Bakul Shah bakul at iitbombay.org
Mon Nov 29 11:47:21 AEST 2021


Was B, or rather BCPL, influenced by Algol68? It too had
	<var> <op>:= <value>
as a shorthand for
	<var> := <var> op <value>
Its declaration
	<type> <name>
is the same as in C. Though in A68 this was a shorthand for
	ref <type> <name> = loc <type>

> On Nov 28, 2021, at 1:31 PM, Ken Thompson <kenbob at gmail.com> wrote:
> 
> The PDP-11 had very little the syntax of B expressions.
> All of that was in place in B long before the PDP-11.

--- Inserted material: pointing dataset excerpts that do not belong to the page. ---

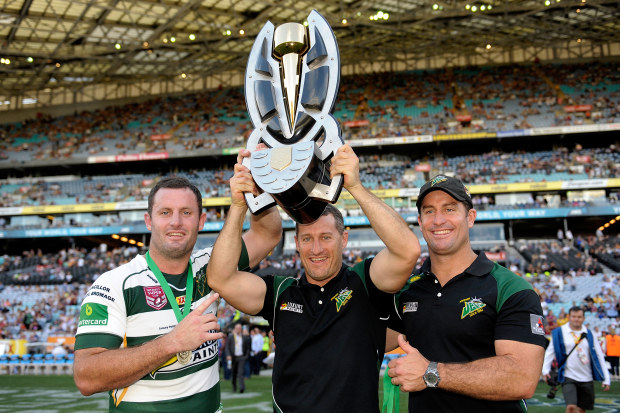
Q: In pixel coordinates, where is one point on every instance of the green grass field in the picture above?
(51, 394)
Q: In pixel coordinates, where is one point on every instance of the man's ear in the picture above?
(147, 220)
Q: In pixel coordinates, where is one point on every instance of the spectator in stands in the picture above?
(238, 348)
(580, 368)
(135, 302)
(257, 348)
(333, 312)
(612, 349)
(486, 354)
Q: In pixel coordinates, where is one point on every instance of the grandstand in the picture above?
(535, 142)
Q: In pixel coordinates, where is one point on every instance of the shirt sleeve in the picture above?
(268, 305)
(549, 357)
(520, 319)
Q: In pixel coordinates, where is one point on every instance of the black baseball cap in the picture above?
(452, 186)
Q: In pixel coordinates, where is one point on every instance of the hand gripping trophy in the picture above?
(291, 84)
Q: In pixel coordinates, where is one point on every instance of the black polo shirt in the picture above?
(460, 322)
(329, 341)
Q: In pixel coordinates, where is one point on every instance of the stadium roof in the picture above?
(51, 44)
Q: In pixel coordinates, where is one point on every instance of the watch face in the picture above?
(430, 379)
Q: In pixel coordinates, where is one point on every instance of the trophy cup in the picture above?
(291, 84)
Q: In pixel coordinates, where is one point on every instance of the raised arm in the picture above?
(394, 264)
(243, 290)
(512, 374)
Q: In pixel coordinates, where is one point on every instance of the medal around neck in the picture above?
(291, 83)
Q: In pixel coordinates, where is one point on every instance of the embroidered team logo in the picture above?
(342, 298)
(537, 323)
(472, 306)
(414, 278)
(410, 307)
(155, 297)
(438, 179)
(294, 307)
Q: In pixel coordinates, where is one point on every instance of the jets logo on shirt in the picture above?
(155, 297)
(537, 323)
(294, 307)
(342, 298)
(410, 307)
(471, 307)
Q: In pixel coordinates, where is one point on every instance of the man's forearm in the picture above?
(493, 378)
(227, 248)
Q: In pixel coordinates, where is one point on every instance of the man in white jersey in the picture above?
(148, 331)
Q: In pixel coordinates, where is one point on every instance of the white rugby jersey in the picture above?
(126, 307)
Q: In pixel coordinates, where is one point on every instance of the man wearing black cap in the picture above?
(474, 329)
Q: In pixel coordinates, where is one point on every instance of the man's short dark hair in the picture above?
(175, 182)
(333, 211)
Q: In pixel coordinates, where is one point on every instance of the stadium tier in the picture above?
(536, 146)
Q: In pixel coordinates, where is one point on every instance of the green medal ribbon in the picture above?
(189, 288)
(391, 395)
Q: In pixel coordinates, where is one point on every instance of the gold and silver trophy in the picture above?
(291, 84)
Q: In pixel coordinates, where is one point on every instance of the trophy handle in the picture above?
(257, 204)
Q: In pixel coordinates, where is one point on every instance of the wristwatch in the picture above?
(431, 377)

> To be honest, the byte addressing of the 11 was a
> significant hindrance. It was the genius of Dennis
> that was able to conquer the 11 as he installed types
> into the language.
> 
> So, my opinion, the PDP-11 had no design on the
> type system of C and moreover it was not even helpful.
> 
> On Sun, Nov 28, 2021 at 1:17 PM Jon Steinhart <jon at fourwinds.com> wrote:
> Rob Pike writes:
> > Is there a symbiosis between C and the PDP-11 instruction set? The
> > machine was vital to C and Unix's success, but primarily due to the
> > availability of a department-sized machine. Was the instruction set a
> > significant component? Most Unix programmers wrote little to no
> > assembly, although perhaps more read what came out of the compiler.
> > But did it matter? Auto-increment and -decrement are often cited in
> > this story, but they are not that important, really, and were around
> > well before the PDP-11 made its appearance.
> >
> > I'm curious to hear arguments on either side.
> >
> > -rob
> 
> Well, might just be my personal experience, but most of the machines
> that I had used before the 11 were classic accumulator architectures.
> I feel that the 11's pointer architecture combined with autoincrement
> and autodecrement was an amazing fit for C.  If I remember correctly,
> it was very cool to have *p++ = *q++ be a single instruction.
> 
> BTW, one thing that I forgot in my earlier post is that I think that
> the book also omitted any mention of Creative Commons.  The book did
> talk about the business of the web and such, and it's my opinion that
> CC was an an essential third prong.  The machines were one, the software
> was another, the third was content and CC was a big enabler.